In episode 6 of The Apprentice, both Team Graphene and Team Vitality were pulled up on the quality of their Project results in the boardroom. They had been tasked to deliver a guided tour of Bruges to two groups of British tourists. They needed to sell tickets on the ferry over, deliver an outstanding experience and gain a profit to win. As Lord Sugar warned them, the tourists were welcome to claim refunds should the experience not live up to expectations.
Project Quality Management is divided by the Project Management Body of Knowledge Guide (PMBOK Guide) into three steps:
1. Quality planning – identifying the standards you expect to deliver, and how you will deliver them.
2. Quality assurance – continuously evaluating performance to build confidence that the Project will deliver these standards.
3. Quality control – monitoring results to see if they comply with the defined standards, and identifying and eliminating factors that hinder the Project’s performance.
The initial stage of this task required the teams to agree which experience they would deliver, then divide into two smaller groups to plan and sell it.

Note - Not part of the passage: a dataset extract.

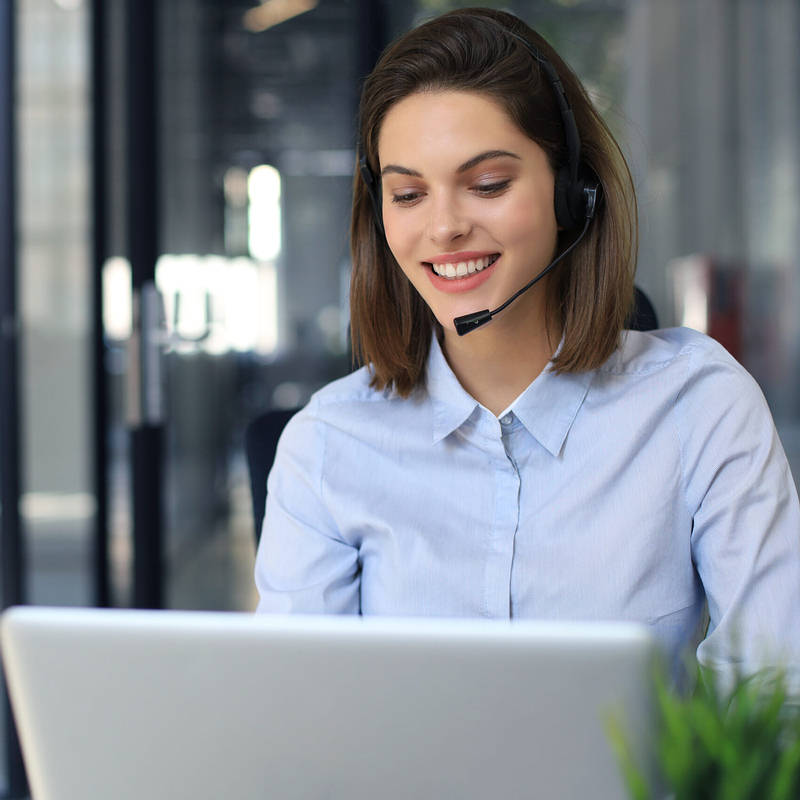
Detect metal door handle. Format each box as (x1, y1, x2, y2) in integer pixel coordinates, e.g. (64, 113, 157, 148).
(126, 280, 166, 427)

Excellent communication was, and always is, essential for Quality Management. Graphene chose a modern walking tour of Bruges with added Segway ride; Vitality opted for a historical tour with added beer tasting. Unfortunately, each sales team either didn’t understand that the Segway ride and tasting were small added extras, or they deliberately oversold these elements to get people to buy tickets.
In reality, both the promised “Segway tour” and “Beer tasting tour” turned out to be walking tours which ended with a tiny amount of time on Segways, and a paltry amount of beer compared to what had been offered in the sales pitch. In their feedback, both groups of customers were disappointed, and a few requested refunds. Interestingly, had the teams promised less, the perceived quality of the experiences may have been much better. Their failure to deliver outlined standards (as the PMBOK Guide recommends) exacerbated their customers’ disappointment.
If the wrong pizza was delivered to a customer, thus not meeting expectations, you would expect the company to make up for it e.g. with vouchers, extras or replacement pizza. Of course, the teams couldn’t compensate the experiences, due to the time pressure and fate of the task being decided by final profit. However, upon discovering too much had been promised by the sales teams, they should have evaluated their performance to improve what they could offer – as in Step 2. This could have been by better preparing their routes and speeches, creating a more positive, upbeat atmosphere, or throwing in some small extras. Admittedly, some of these were executed fairly well in parts of the episode. By maximising these efforts despite the initial over-sell, they could have delivered higher standards of customer care, assuring them that (at least some of) their expectations would be met.